A senior security official has said that the threat coming from the so called Islamic State [also known as ISIS, or ISIL] was absolutely real for Russia and its neighbors.

The threat from ISIS is real because quite a lot of citizens from the Shanghai Cooperation Organization(SCO) are taking part in its activities,” deputy director of Russia’s Federal Security Service told reporters Friday after a session of the SCO’s regional anti-terror body.

General Sergey Smirnov added that law enforcement agencies possessed information on about 1,700 Russian citizens fighting in Iraq on the side of Sunni extremists. “The danger of ISIS is also in their ability to infiltrate other terrorist groups,” he added. In particular, the terrorists have demonstrated interest in the Imarat Caucasus group and some of its leaders have already pledged loyalty to ISIS, Smirnov said.

Officials in Tajikistan have estimated the number of the Central Asian country’s citizens fighting on ISIS’s side at about 300, the Russian general said. The overall number of people from post-Soviet Central Asian republics who are fighting for ISIS could be up to 4,000, he added, referring to data provided by the International Research Group for Crisis Regions.

Members of the SCO’s regional anti-terror body have agreed to monitor the movement of ISIS terrorists in their states and jointly thwart their activities, the Russian security official added. Formed in 2001, the Shanghai Cooperation Organization consists of Russia, China, Tajikistan, Kazakhstan, Uzbekistan and Kyrgyzstan. Belarus, Afghanistan, India, Iran, Pakistan and Mongolia hold observer statuses in the organization.

In December, the Russian government proscribed the Islamic State as a terrorist organization, outlawing membership or any support for it under threat of criminal prosecution. In addition, the Russian Foreign Ministry called upon all nations to recognize ISIS and its fellow jihadist militia, the Al-Nusra Front, as terrorist groups, noting that such a step would be supported by UN Security Council resolutions.

In late March, a major Russian Muslim group issued a fatwa against ISIS, announcing that all of its members were enemies of Islam and calling for their punishment as criminals.

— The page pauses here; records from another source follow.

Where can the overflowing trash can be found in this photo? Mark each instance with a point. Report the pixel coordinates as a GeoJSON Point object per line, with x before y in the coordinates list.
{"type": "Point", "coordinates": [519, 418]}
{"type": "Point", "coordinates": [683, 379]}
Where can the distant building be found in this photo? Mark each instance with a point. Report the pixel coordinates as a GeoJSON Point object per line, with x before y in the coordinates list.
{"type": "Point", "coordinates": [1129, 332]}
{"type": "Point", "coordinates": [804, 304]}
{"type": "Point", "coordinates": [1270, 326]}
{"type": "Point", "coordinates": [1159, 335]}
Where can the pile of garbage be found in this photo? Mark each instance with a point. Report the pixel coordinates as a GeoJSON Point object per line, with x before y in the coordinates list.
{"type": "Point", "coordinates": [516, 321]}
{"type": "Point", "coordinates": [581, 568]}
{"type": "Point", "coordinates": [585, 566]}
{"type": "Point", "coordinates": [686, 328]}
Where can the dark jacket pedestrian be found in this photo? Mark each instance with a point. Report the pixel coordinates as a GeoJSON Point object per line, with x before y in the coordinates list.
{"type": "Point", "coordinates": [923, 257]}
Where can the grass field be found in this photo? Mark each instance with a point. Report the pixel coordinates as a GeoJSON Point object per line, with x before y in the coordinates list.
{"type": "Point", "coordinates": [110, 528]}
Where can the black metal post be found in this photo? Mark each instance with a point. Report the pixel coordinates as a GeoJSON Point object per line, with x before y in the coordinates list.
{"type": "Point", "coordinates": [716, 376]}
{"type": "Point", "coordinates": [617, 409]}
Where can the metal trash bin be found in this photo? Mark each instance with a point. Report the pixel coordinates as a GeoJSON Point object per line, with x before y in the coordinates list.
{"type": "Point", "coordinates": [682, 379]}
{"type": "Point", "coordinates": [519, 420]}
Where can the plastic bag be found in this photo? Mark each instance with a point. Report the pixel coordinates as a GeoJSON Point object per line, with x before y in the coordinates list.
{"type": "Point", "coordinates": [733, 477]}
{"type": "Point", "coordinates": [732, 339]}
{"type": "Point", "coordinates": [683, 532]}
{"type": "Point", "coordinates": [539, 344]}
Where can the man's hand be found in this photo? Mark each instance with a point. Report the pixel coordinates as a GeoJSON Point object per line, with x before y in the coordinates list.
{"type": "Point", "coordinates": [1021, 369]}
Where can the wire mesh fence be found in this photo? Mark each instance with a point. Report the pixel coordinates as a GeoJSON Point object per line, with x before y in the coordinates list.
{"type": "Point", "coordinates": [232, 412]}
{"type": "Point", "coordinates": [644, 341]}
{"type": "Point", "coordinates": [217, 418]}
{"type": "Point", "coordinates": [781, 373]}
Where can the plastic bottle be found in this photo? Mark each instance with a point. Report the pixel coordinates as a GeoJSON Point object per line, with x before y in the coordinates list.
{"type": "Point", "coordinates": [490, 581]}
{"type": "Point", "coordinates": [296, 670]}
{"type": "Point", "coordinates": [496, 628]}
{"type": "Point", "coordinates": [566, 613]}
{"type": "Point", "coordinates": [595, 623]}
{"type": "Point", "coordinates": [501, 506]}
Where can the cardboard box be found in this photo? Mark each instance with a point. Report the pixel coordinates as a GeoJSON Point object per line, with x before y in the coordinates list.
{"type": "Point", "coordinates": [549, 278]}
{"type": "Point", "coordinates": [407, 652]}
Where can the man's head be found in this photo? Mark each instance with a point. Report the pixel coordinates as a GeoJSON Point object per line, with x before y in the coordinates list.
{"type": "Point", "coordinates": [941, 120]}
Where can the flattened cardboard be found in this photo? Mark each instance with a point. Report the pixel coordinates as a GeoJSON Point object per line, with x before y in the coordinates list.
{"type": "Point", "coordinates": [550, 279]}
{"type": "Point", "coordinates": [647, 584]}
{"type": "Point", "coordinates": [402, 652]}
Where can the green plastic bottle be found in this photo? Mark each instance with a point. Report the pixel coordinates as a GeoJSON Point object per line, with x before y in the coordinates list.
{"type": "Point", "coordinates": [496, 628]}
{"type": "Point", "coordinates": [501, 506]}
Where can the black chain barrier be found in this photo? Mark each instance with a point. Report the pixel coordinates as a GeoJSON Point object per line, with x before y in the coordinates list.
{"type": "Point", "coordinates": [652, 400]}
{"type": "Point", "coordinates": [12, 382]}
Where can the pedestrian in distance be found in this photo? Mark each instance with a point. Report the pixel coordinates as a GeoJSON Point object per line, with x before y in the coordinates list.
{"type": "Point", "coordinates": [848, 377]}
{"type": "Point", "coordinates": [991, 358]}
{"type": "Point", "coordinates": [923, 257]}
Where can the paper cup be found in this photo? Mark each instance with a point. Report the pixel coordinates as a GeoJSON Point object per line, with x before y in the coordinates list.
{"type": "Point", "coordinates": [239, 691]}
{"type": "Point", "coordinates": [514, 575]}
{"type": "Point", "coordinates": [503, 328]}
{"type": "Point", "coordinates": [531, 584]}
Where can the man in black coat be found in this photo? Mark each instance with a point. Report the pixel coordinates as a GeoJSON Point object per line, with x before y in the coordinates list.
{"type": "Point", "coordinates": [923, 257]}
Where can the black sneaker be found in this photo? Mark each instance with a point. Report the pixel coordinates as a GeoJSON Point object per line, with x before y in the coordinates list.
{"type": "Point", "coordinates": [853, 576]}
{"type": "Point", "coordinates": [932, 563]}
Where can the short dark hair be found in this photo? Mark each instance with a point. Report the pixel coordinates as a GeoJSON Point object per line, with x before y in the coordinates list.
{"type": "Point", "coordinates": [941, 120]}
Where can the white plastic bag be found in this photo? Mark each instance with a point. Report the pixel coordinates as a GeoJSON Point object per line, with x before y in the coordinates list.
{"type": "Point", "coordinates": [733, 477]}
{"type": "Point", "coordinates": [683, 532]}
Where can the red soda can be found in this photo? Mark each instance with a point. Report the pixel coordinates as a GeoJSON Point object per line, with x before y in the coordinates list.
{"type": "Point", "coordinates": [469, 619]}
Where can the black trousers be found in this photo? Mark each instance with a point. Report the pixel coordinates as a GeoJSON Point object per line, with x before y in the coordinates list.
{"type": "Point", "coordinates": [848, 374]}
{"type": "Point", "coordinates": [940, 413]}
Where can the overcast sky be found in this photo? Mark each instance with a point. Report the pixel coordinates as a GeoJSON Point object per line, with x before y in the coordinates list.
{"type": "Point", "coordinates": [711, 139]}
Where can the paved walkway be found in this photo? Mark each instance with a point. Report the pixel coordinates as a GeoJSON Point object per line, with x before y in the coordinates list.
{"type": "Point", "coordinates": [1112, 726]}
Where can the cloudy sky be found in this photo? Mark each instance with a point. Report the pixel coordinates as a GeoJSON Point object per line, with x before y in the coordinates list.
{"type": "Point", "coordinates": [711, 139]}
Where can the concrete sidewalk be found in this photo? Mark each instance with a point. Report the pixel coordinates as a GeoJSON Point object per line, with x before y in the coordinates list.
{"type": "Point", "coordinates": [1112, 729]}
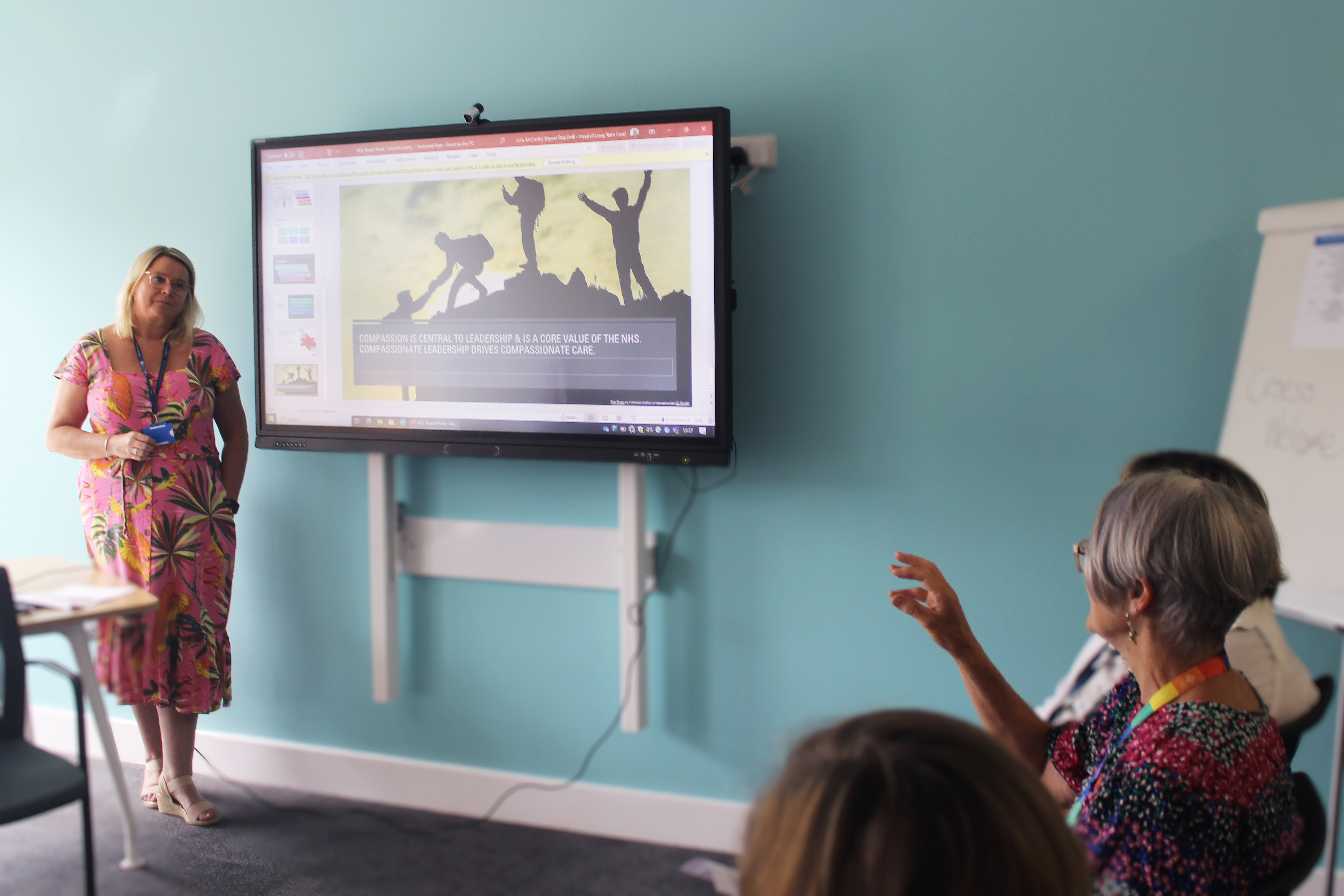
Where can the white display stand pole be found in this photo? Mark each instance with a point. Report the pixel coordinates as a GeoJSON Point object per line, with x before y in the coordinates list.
{"type": "Point", "coordinates": [569, 557]}
{"type": "Point", "coordinates": [1323, 610]}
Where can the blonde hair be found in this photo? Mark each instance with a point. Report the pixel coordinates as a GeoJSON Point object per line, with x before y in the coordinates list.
{"type": "Point", "coordinates": [189, 319]}
{"type": "Point", "coordinates": [909, 804]}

Also last month, the head of Russia’s State Security Council, Nikolay Patrushev, called on the international community to abandon double standards on terrorism and start fighting the threat in line with universally-recognized norms of international law.

Patrushev told reporters that he and other Russian officials preferred to use the term “Islamic State” in quotation marks to avoid insults to true Muslims who, in his view, had no relation to terrorists and extremists. For the same reason he called on people to refer to it by its original name – the Islamic State of Iraq and the Levant, or ISIL.